The two greatest risk factors for developing head and neck cancer include alcohol and tobacco use. Other risk factors include human papillomavirus infection, betel quid use, radiation exposure, and poor oral health. Many of these are also risk factors for developing liver cirrhosis. In patients who have undergone liver transplant, there is a 3.7 times greater overall incidence of de novo head and neck tumors compared to the general population ranging from 3% to 26% [12].
Cutaneous Malignancies
The majority of head and neck malignancy in transplant patients are skin cancers of the head and neck. In patients who have undergone transplantation, around 80% of patient will develop a cutaneous malignancy in patients who live in areas of high sun exposure [13]. The most common types of cutaneous malignancy are basal cell cancer (BCC) and squamous cell cancer (SCC) with BCC outnumbering SCC by a factor of 4:1. Less common lesions include malignant melanoma and Merkel cell carcinoma. There is a fivefold increase in developing melanoma in post-transplant patient when compared to the general population. In patients with a pretransplantation history of melanoma, there is a 20% recurrence rate after transplantation and a waiting period of at least 5 years before considering transplantation is recommended [14]. Merkel cell carcinoma or neuroendocrine carcinoma is a rare entity with 55 cases reported in transplant population [15]. Merkel cell carcinoma has a much more aggressive clinical course with higher incidence of lymphatic involvement and spread. Risk factors for development of skin cancer include increase age at time of transplant, duration of immunosuppression, smoking, and prior infection by human papilloma virus [16].

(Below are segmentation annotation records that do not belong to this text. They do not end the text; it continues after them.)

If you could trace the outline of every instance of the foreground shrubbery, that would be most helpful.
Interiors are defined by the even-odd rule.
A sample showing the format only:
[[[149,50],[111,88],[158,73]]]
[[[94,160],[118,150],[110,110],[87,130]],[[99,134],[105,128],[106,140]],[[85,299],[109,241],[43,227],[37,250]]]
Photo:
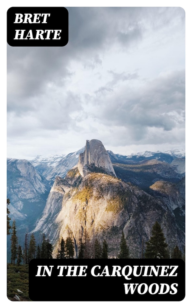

Treatment of skin cancer is primarily with surgical excision and treatment of the neck lymphatics. Reduction of immunosuppression may improve prognosis, as well as conversion to a non-potentiating immunosuppressive agent such as rapamycin or everolimus. Education of skin exposure protection from the sun is mandatory. Close clinical follow-up is necessary and early intervention remains critical to preventing metastatic disease and death.